Later in the week I’m closing on a refinance of my mortgage. I’m adding 18 months to my term, but the rate dropped by 1.5 points and my monthly payment increased by just $100. Additionally, I’m pulling a comfortable amount of cash out to invest in my property by crossing a few household projects off of the perpetual list.
Renovating a space in which you’ve lived for a significant time is a different experience than making changes earlier in one’s residency. There’s a thoughtfulness and understanding which just isn’t possible when the connection between structure and occupant is new.
As I explore options for cabinetry, countertops and back splashes, I’m not influenced by trends or what other people’s selections may be. I have a better idea of what I want and what suits my 100+ year old home. While I’m conscious of my budget, I also know that my financial position is more comfortable than it was 20 years when my kitchen last got an overhaul. My choices won’t be extravagant, but I’m willing to spend the money necessary to buy what I want, what might bring me joy, so to speak.

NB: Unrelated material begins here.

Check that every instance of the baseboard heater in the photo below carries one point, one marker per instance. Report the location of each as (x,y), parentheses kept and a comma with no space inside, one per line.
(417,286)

There are two kitchens in my two family house and they’re both getting some love this time around. While my two story upstairs unit, with three bedrooms and two baths, has been home all these years I’m a practical person and imagine that the day will come when dealing with 1800 square feet of living space over two floors will become less possible for me. Eventually, I imagine myself taking the downstairs unit, making the upstairs unit a rental. I’ve got a phenomenal tenant in that downstairs unit, so I’m hoping this move to the downstairs won’t occur for many years. For now, I’m happy to have some room to spare and share with family and friends.
Back to that upcoming project – if you’ve got tips for quality kitchen components, specifically relating to solid cabinets, low maintenance countertop material and attractive backsplash ideas, I’d love to hear them. I’m really good at making fashion choices, but home decor is most certainly not my strength. Share your experiences and suggestions in a comment.